‘Reserve 80% of ICU Beds for Covid Patients’: Delhi Government to Private Hospitals


With the increasing number of hospitalizations of patients with coronavirus disease (Covid-19), Delhi hospitals have started to run out of intensive care unit beds. Only 35% of the total 2,201 ICU beds allocated for the treatment of Covid-19 patients in hospitals remain vacant on Monday morning, according to the Delhi Corona app. With this in mind, the Delhi government yesterday ordered 28 large private hospitals to reserve 80% of their total ICU beds for Covid-19 patients.

The total number of hospitalizations was 6,503, according to the daily health bulletin published by the Delhi government on Sunday. This has surpassed the highest number of hospitalizations, just over 6,200, that Delhi had seen during the surge in cases in June.

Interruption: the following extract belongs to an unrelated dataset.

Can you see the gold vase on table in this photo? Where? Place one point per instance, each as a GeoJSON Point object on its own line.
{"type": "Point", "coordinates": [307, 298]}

Those in hospitals account for only about 22% of the total number of active cases or those still living with the infection in Delhi.

The government had created a committee in early June to assess the need for hospital beds. Based on trends at the time, the committee had predicted that Delhi would need 15,000 beds by the end of June and 42,000 by mid-July. However, the numbers began to decline in late June.

Meanwhile, the government had increased its bed capacity to more than 15,000 and gradually began to reduce it in August, when the number of new cases and hospitalizations fell. Currently, Delhi has 14,397 beds for the treatment of Covid-19 patients in all hospitals, both government and private. Of these, only 15% of the beds are in intensive care units and have or without a fan.

To increase the number of ICU beds, the government had first run its own hospitals, Lok Nayak, Guru Teg Bahadur and the Rajiv Gandhi Superspecialty Hospital, to increase the number of ICU beds. The three hospitals currently have 600 ICU beds, of which almost 48% remain vacant.

It is the large multispecialty private hospitals that are running out of ICU beds, approximately 85% of ICU beds in these hospitals are currently occupied.

“You see, patients who had delayed their surgeries and other planned procedures have started visiting hospitals in the last month, and most of the large private hospitals are operating at 90% of the total ICU capacity. If you look at the statistics for these larger hospitals over the past three months, they received roughly 2.5 times more non-Covid patients than Covid patients. This means that the government would be putting the lives of these non-Covid patients in danger, ”said Girdhar Gyani, Director General of the Association of Healthcare Providers (India).

“Apart from that, this measure is also financially penalizing private hospitals. When they say that 80% of ICU beds must be reserved, it means that beds must be reserved even if there are no Covid-19 patients. But the government would not pay the hospitals. It’s one thing to say, reserve 500 beds and we’ll pay for it. Also, why should ICU beds be left empty when someone else might need them? ”Gyani said.